“Every night as I gazed up at the window I said softly to myself the word paralysis. It had always sounded strangely in my ears, like… the word simony in the Catechism.”

The window in question belongs to Father Flynn. Here, the narrator walks past Father Flynn’s home to see if he has died after being paralyzed by his third stroke. He attempts to come to terms with his mentor’s paralysis and reflects that it is a strange word. He compares it to “simony,” which he also finds to be a strange word. This is a reference to the buying or selling of ecclesiastical privileges like pardons or benefices. Joyce implies that Father Flynn is religiously corrupt by linking him with simony. 

“And what do you think but there [Father Flynn] was, sitting up by himself in the dark in his confession-box, wide-awake and laughing-like softly to himself?”
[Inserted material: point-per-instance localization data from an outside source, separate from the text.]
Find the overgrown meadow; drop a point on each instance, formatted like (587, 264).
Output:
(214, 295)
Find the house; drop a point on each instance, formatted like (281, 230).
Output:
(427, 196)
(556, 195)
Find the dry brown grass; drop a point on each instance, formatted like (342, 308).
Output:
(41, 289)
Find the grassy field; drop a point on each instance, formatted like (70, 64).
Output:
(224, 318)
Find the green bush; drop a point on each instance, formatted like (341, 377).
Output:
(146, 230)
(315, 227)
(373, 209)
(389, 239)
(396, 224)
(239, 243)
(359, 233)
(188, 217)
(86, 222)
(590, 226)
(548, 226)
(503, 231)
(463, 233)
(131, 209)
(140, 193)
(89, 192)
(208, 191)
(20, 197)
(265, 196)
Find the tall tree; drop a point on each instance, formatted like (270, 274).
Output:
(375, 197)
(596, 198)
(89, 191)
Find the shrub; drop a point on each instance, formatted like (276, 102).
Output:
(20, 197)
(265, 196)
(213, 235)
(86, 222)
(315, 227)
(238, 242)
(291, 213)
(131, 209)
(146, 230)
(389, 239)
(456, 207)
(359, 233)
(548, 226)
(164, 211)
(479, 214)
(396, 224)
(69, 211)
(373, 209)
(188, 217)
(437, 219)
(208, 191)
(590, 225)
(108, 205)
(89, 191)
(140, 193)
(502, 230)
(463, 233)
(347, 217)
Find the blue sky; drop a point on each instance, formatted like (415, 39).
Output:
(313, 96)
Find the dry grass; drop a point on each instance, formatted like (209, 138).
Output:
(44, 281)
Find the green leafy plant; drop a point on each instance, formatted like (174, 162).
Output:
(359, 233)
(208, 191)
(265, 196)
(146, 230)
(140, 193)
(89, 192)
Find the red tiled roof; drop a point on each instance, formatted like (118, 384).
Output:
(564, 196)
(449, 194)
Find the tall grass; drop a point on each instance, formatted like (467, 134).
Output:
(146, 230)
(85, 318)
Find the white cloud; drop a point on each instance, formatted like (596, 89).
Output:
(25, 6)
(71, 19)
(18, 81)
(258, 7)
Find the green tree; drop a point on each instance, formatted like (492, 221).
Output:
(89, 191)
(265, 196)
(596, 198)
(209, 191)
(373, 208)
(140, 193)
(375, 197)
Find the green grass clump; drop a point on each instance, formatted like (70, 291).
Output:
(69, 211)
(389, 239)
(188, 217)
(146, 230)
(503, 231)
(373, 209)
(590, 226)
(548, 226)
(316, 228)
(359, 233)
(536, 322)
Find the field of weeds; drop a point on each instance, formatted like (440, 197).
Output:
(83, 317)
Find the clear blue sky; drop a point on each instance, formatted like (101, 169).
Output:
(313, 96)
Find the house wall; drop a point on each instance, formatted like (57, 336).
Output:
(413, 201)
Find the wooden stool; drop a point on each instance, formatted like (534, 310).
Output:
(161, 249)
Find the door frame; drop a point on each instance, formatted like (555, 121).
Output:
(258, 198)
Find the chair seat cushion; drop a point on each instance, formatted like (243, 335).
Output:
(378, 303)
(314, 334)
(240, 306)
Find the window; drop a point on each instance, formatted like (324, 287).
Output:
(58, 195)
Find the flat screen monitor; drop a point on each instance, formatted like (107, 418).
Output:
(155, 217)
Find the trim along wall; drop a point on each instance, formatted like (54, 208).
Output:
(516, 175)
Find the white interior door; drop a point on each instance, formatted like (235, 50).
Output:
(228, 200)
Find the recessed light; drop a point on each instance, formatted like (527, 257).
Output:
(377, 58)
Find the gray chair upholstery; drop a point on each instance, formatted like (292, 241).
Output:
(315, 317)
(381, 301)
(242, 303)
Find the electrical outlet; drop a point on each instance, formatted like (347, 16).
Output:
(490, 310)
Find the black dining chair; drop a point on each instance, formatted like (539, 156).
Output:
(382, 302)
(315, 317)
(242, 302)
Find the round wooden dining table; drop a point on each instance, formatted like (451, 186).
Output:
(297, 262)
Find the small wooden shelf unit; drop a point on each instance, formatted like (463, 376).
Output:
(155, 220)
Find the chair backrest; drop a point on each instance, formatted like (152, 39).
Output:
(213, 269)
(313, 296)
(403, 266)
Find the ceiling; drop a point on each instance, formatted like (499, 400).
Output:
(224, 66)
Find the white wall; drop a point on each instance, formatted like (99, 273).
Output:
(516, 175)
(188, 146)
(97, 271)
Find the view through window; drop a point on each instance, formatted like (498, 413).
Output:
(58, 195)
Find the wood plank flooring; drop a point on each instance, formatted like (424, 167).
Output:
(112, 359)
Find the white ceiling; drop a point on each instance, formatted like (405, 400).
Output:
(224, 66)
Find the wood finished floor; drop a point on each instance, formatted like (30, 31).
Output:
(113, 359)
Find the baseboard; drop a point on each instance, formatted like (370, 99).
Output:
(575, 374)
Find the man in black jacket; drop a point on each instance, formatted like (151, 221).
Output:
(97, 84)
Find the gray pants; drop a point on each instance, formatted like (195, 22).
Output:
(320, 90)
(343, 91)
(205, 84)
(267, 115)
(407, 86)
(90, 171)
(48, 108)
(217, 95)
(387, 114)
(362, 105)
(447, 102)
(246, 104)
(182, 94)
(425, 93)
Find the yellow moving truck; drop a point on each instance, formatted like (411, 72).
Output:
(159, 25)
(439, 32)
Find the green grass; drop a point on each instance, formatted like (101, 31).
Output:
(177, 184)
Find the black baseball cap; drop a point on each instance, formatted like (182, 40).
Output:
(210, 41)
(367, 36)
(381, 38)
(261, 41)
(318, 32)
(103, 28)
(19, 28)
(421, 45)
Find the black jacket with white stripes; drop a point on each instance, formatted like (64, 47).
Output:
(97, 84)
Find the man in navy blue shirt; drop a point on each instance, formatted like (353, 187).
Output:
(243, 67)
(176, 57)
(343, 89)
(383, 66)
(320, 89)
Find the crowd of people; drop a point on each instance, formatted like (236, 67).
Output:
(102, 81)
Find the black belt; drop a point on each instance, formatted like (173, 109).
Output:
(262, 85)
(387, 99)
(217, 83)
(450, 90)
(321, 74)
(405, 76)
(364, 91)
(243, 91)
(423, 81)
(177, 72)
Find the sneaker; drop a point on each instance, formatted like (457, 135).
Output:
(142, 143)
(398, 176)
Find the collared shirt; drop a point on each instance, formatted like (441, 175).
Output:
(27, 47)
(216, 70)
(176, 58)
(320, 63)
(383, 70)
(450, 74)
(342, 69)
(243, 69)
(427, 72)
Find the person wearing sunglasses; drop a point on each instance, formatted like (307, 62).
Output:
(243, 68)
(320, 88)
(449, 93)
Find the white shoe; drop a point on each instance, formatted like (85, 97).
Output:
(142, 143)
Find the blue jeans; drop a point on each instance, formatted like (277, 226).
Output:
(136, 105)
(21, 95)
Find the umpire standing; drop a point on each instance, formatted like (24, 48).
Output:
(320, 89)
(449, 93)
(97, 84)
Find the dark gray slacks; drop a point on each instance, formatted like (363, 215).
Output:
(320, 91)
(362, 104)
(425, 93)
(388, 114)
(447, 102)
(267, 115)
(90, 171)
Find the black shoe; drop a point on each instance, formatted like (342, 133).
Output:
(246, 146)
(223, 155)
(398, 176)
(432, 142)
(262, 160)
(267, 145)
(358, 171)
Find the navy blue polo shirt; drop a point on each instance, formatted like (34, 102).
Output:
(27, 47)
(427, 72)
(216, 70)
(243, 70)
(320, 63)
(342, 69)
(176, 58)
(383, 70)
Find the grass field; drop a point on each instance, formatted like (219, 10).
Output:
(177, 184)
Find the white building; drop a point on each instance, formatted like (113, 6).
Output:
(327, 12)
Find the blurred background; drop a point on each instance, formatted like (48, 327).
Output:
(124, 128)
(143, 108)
Eliza Flynn delivers this line at the very end of the text when she tells the narrator and his aunt that they all knew that Father Flynn was sick when he went missing until two priests found him laughing to himself in a confession booth. Father Flynn went mad within the confines of his own church which symbolizes his deteriorating relationship with the priesthood. Here, Joyce suggests that the rituals of religion lead to corruption. The crippling quality of religion resurfaces in other stories like “Grace,” in which Joyce more directly questions the role of the Church in the lives of Dubliners.